Like many successful entrepreneurs, Jolene Schwartz happened to be in the right place at the right time. As the owner of a men's grooming salon in Mt. Laurel, New Jersey, the 39-year-old had no idea her clientele would expand to include plush toys. That she'd become the inventive force behind Minnetonka Brands-manufactured Foamy Friends, a line of bath "poufs," just a few years later was an even greater surprise.
To explain: Appearances For Men, the salon Schwartz has operated since 1987, shared an office complex with giant Tyco Toys (which has since been acquired by Mattel). Besides cutting the hair of Tyco executives, Schwartz rendered her services to toys in progress--like when the research and development team needed to shrink a Big Bird doll. Rather than create a new one, they asked Schwartz to shave its plush.
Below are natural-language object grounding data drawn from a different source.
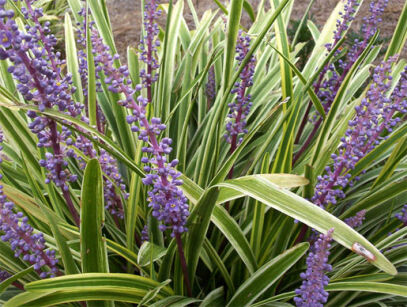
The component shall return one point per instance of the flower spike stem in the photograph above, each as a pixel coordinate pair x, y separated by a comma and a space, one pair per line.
183, 263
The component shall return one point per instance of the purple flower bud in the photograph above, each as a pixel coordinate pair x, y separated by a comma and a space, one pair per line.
241, 107
312, 291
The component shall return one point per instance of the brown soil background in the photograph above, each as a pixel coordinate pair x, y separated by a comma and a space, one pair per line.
126, 21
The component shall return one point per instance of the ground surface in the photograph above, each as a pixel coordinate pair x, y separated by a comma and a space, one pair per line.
125, 16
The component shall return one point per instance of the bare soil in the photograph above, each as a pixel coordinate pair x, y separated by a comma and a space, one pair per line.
126, 20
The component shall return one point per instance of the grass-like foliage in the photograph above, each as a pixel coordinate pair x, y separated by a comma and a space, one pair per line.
220, 166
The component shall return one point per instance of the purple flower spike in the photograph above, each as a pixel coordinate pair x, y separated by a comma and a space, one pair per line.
240, 108
25, 243
149, 44
168, 202
402, 216
357, 220
312, 291
210, 90
37, 69
144, 234
373, 116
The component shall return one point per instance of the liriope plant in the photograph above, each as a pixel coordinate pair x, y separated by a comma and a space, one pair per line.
202, 168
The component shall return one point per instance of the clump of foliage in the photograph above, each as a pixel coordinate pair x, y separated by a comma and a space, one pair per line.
212, 169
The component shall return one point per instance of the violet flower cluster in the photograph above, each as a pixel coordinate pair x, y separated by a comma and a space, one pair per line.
30, 245
373, 116
402, 216
210, 89
166, 198
240, 108
113, 178
37, 68
312, 291
328, 89
83, 67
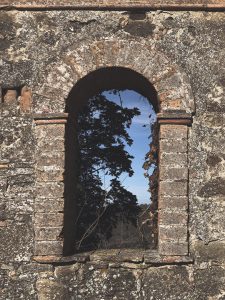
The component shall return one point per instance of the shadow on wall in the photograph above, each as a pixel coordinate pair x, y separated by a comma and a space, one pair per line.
113, 78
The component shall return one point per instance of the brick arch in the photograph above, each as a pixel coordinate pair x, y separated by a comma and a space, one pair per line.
170, 82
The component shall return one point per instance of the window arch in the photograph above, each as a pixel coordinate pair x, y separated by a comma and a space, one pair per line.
174, 104
93, 84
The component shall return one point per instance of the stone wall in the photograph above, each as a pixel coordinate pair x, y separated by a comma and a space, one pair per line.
35, 49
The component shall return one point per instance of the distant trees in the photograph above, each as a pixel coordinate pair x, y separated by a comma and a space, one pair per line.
102, 136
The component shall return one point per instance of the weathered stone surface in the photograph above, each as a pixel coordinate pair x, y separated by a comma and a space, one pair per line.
177, 188
173, 203
49, 51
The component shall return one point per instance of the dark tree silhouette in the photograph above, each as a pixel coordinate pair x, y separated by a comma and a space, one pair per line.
102, 137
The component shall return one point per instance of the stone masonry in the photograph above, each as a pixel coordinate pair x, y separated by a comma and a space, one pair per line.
45, 55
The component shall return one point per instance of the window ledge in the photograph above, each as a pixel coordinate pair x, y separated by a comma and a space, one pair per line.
116, 258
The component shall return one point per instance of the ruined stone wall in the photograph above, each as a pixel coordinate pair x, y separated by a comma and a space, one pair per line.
31, 43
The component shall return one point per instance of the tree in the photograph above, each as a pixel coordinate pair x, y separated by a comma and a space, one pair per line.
102, 137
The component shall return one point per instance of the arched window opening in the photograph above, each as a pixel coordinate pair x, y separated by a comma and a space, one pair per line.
111, 175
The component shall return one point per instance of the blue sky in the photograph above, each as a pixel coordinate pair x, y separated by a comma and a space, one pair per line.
140, 133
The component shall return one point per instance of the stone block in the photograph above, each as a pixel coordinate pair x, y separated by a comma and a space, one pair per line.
173, 188
48, 248
26, 100
50, 144
172, 218
48, 219
10, 96
173, 146
50, 173
49, 205
175, 232
54, 159
49, 190
173, 132
50, 131
173, 159
171, 173
173, 248
173, 202
47, 234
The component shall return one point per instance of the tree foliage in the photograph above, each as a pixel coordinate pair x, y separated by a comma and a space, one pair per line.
102, 137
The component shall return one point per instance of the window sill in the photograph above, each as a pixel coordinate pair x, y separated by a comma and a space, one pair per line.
116, 258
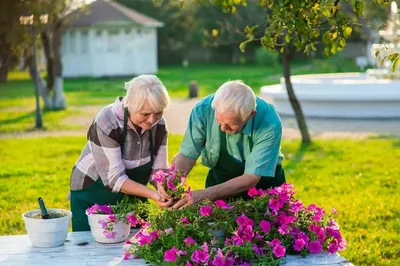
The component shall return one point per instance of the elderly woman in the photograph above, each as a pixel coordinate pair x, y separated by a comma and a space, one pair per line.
127, 141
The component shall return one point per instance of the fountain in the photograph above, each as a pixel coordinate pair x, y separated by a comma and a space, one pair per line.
375, 94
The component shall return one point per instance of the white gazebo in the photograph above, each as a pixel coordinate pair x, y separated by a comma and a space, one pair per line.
105, 38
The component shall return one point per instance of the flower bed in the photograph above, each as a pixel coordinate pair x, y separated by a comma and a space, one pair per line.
261, 230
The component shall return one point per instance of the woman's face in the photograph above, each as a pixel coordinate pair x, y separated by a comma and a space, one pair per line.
146, 117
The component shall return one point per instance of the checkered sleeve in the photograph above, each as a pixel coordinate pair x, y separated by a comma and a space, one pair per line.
108, 162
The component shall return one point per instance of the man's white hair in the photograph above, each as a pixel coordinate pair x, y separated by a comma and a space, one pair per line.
146, 89
235, 96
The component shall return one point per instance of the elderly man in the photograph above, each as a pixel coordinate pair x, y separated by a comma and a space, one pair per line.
238, 136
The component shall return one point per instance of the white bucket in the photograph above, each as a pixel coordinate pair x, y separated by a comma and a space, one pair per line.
122, 229
46, 233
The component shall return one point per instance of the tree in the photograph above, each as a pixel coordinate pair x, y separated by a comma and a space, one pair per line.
299, 24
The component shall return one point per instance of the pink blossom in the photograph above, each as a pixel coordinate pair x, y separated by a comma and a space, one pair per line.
200, 256
252, 192
299, 244
279, 251
170, 255
265, 226
222, 204
189, 241
274, 204
333, 247
315, 247
206, 210
159, 176
110, 235
171, 185
185, 220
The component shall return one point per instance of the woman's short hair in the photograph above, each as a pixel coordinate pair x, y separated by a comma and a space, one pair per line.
235, 96
146, 89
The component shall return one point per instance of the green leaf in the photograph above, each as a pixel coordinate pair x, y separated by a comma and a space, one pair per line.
395, 64
347, 32
358, 7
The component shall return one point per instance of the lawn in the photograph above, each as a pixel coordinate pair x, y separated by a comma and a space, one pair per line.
17, 103
357, 177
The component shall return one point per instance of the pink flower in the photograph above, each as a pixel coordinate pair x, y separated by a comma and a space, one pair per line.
252, 192
189, 241
200, 256
333, 247
315, 247
299, 244
222, 204
171, 185
206, 210
265, 226
279, 251
110, 235
170, 255
185, 220
159, 176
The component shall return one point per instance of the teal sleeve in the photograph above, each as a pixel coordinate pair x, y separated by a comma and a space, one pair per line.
263, 159
195, 136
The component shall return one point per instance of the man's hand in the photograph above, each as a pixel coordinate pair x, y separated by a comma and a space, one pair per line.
196, 197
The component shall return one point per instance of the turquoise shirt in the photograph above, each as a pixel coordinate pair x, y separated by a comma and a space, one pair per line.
203, 137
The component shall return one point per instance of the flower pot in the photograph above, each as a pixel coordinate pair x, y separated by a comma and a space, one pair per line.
121, 229
47, 233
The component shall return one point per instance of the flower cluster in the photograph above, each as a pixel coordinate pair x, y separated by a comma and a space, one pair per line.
121, 212
174, 180
262, 230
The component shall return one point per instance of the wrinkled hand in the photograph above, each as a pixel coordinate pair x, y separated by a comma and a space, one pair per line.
161, 201
196, 197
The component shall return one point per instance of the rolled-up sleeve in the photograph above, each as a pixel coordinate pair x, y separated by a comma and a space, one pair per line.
107, 158
263, 159
195, 135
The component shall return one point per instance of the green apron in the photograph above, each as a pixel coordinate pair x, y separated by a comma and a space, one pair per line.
228, 167
97, 192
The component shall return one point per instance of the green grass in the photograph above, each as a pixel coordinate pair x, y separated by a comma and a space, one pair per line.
360, 178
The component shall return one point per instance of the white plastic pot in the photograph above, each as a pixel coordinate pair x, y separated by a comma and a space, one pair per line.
47, 233
122, 229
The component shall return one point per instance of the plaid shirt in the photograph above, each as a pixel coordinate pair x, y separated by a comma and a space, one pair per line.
101, 156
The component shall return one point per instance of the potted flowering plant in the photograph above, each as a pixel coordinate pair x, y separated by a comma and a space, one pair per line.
112, 223
174, 180
262, 230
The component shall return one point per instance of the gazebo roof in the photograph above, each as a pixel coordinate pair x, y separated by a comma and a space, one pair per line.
103, 11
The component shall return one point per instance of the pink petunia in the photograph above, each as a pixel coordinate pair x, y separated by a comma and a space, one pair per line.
252, 192
222, 204
299, 244
110, 235
279, 251
200, 256
206, 210
185, 220
189, 241
265, 226
159, 176
315, 247
170, 255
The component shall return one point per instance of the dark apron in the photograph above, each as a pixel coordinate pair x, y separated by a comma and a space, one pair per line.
97, 193
228, 167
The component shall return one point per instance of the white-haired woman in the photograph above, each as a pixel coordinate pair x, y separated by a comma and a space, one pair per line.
238, 136
127, 141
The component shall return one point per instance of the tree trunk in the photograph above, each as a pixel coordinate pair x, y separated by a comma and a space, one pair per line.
301, 122
59, 101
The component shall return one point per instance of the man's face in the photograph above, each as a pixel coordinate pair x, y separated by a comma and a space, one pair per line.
230, 122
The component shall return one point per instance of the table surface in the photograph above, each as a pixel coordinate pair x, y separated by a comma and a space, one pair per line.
81, 249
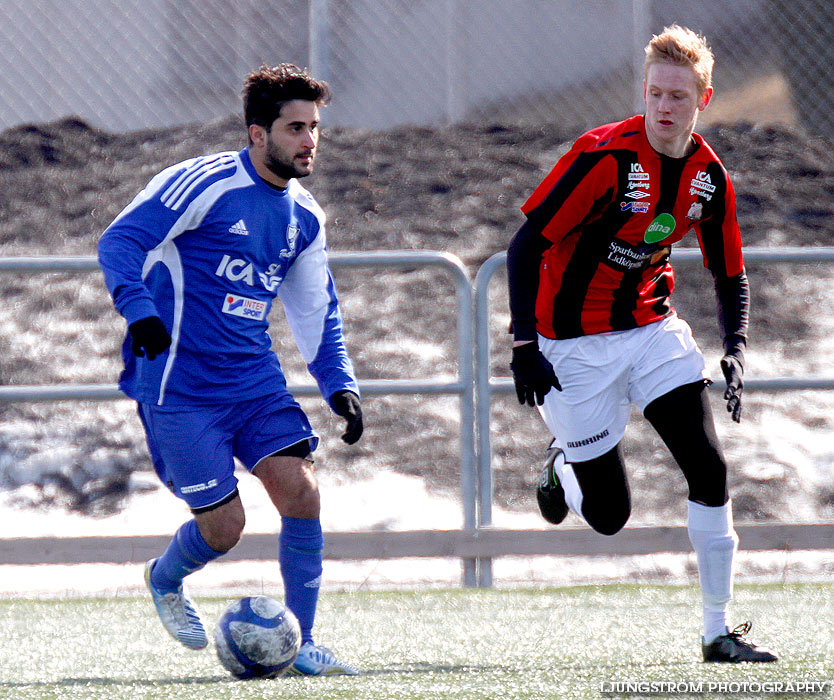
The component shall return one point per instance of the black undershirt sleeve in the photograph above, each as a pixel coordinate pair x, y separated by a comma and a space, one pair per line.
524, 256
733, 294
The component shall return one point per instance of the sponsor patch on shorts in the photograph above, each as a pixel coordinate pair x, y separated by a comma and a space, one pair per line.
244, 307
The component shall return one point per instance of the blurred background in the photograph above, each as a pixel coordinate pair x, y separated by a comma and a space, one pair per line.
136, 64
446, 114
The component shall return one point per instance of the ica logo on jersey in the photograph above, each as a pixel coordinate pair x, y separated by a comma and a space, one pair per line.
236, 270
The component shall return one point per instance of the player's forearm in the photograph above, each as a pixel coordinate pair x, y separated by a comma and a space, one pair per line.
121, 259
524, 256
733, 295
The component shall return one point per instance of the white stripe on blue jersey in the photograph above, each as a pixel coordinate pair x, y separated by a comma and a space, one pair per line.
206, 246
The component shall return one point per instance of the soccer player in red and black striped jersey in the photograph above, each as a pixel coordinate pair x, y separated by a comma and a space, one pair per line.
590, 282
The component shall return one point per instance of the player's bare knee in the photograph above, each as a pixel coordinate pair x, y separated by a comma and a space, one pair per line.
222, 528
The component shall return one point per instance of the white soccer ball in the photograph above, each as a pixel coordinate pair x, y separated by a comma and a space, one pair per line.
257, 637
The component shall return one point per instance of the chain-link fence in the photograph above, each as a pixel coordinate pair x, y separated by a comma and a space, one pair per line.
132, 64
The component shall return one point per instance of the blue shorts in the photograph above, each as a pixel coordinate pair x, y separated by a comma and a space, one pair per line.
193, 447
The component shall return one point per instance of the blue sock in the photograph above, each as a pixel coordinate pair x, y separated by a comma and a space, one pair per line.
300, 553
187, 553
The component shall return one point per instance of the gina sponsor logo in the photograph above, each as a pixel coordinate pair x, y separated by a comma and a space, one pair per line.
660, 228
244, 307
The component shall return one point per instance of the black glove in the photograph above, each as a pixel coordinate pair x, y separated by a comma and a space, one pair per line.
533, 374
733, 368
149, 337
346, 404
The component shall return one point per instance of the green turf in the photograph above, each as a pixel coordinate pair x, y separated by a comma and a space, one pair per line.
467, 644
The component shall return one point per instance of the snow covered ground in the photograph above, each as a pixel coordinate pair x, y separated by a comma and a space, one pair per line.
347, 506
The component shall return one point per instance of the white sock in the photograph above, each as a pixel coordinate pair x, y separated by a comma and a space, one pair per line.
715, 542
567, 477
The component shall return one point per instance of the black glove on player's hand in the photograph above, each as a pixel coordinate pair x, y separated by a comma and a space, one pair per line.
733, 371
346, 404
149, 337
533, 374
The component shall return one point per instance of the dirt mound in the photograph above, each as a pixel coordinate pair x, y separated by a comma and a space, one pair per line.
453, 189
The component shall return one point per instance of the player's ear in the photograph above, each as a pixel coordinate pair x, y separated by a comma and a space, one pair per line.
258, 135
705, 99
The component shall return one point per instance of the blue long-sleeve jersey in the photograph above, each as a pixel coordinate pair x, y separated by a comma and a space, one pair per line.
207, 246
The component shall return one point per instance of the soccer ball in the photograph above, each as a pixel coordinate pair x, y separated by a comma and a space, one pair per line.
257, 637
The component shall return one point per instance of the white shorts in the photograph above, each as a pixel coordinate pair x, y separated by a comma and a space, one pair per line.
602, 374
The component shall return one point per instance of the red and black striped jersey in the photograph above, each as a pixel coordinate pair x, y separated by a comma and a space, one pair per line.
612, 208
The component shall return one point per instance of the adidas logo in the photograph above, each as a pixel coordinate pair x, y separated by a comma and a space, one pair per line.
239, 228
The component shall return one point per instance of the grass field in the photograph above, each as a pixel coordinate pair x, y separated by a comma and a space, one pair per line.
472, 644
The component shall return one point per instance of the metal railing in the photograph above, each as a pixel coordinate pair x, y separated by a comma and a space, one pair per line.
463, 387
478, 542
487, 386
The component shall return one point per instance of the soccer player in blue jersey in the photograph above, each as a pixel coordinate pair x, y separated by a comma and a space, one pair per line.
193, 263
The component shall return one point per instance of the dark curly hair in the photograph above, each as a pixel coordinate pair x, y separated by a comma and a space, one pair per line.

Her 1990 debut as a contract "toy stylist" for Tyco gave Schwartz a peek inside toy manufacturing and instilled in her the desire to create. But after developing her own doll in 1995 and having it politely dismissed by seven toy companies, playthings seemed a bit more complicated. "I realized companies have market plans and target areas they're trying to find products for," says Schwartz. "Even if your product is good, it might not fit into their plans."
Luckily, her second product, which she developed in 1996, was a winner. Capitalizing on the popularity of bath poufs, Schwartz designed one of her own with a sponge lion attached. A product developer formerly employed by Tyco helped her create low-cost prototypes of the lion pouf and five more animals. When toy companies didn't buy the concept due to its lack of toy potential outside the shower, Schwartz scoured the bath aisle of a local drugstore to see which health and beauty companies might.
One of the three companies Schwartz contacted, bath and body product conglomerate Minnetonka Brands Inc. in Eden Prairie, Minnesota, immediately saw the promise in what are called Foamy Friends. Schwartz signed over manufacturing and distribution rights to the company in 1997 in exchange for quarterly royalties on each unit sold--not a bad choice, since Minnetonka owns licenses for Sesame Street and Looney Tunes characters, and expects to sell between 6 and 8 million Foamy Friends next year, totaling about $10 million in sales.
Based on the success of her Foamy Friends, Schwartz was inspired to start her own marketing and product development consulting business, Market Visions. To fellow inventors, Schwartz offers this advice: "Be open and flexible to people's input even though it's your idea; have an actual prototype, because verbiage can be misunderstood; and ask for help."
Think your invention could be the hottest new thing to grace toy store shelves or QVC but don't have the means to manufacture it yourself? One thing's for sure: Keeping the idea to yourself won't get you very far. If you're uncertain about the best way to approach manufacturers, heed the advice of our "Bright Ideas" columnist, Tomima Edmark. Aside from inventing the popular TopsyTail, Edmark was the force behind My Pretty TopsyTail, Tyco's top-selling doll in 1994:
- Ask friends and business contacts in various industries to introduce you to the appropriate people or spread word of your product.
- Secure your legitimacy by seeking an attorney's representation. Not only will your proposals be formally delivered, but you'll have a third party to bear witness. An accountant will also suffice.
- Make cold calls. However, keep in mind that Edmark has found cold calls don't seem to be as successful as some sort of introduction.